Heart failure places a substantial burden on population health and better understanding of causal human biology is needed to enable the development of effective therapeutic approaches, which are currently lacking. Pre-clinical disease models have proved poorly predictive of human disease and the therapeutic pipeline for heart failure is limited.
Our research seeks to use large-scale genetic studies and integrative –omic approaches to advance the understanding of disease mechanisms in heart failure and related sub-phenotypes.

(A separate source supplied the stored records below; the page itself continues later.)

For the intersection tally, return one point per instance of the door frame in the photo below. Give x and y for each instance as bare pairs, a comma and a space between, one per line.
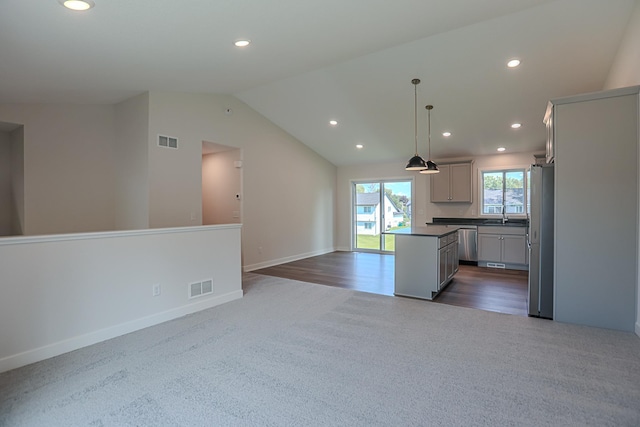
352, 210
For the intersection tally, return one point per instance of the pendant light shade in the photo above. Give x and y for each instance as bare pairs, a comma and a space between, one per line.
416, 163
431, 166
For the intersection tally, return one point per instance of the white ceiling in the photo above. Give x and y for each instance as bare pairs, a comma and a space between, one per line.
312, 61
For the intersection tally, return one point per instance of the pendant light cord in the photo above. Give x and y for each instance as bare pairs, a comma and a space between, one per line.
429, 108
415, 111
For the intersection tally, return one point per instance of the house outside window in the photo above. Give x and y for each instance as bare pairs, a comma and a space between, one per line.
504, 190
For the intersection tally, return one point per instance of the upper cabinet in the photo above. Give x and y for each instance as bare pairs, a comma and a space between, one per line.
452, 184
548, 121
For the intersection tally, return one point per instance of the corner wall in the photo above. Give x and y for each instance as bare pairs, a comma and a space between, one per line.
68, 165
131, 195
288, 195
624, 72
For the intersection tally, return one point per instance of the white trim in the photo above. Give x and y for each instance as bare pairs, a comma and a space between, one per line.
284, 260
19, 240
65, 346
481, 192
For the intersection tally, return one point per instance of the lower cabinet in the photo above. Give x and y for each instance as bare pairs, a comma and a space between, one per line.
504, 247
448, 261
424, 264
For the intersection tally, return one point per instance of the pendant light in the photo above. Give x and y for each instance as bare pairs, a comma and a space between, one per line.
416, 163
431, 166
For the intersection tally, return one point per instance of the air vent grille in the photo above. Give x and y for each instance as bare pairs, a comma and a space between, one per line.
199, 289
167, 141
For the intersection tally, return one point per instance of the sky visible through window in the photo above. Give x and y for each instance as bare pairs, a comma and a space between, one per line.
400, 188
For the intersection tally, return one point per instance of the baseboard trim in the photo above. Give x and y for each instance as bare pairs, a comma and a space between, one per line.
75, 343
252, 267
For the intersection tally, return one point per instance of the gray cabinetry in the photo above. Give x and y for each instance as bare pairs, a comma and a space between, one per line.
502, 246
452, 184
424, 264
448, 259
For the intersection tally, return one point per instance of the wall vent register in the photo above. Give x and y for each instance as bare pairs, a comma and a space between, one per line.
199, 289
167, 141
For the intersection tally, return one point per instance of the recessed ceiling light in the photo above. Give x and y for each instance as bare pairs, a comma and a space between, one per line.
77, 4
513, 63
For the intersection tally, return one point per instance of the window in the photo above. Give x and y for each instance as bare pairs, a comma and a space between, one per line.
504, 191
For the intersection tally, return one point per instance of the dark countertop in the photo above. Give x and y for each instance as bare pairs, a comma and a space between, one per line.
511, 222
430, 230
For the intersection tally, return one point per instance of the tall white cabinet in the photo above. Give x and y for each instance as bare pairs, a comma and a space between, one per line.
595, 147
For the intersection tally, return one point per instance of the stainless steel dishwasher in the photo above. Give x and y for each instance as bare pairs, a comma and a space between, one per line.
468, 243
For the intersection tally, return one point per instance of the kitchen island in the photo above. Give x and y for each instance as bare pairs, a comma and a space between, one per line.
425, 261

The group pursues these aims through collaboration, serving the HERMES consortium (below) as lead coordinating centre, providing operational and analytic support.
Our group contributes to the broader IHI Genomics and Phenomics teams to develop disease phenotypes at scale using genomic-enriched electronic health records, and also collaborates closely with the ICS Translational Genomics for cross-trait analyses and Mendelian randomisation. (www.ucl.ac.uk/cardiovascular/research/population-science-and-experimental-medicine/centre-translational-genomics/translational).
To identify genetic variants influencing risk and prognosis in heart failure and related sub-phenotypes through large-scale genome-wide association analysis.
To investigate functional mechanisms linking heart failure loci to disease outcomes through fine-mapping, functional annotation and integrative analyses using association data from related disease and biomarker traits.
To use Mendelian randomisation to test existing disease hypotheses, including the causal role of established risk factors and the efficacy and safety of putative drug targets.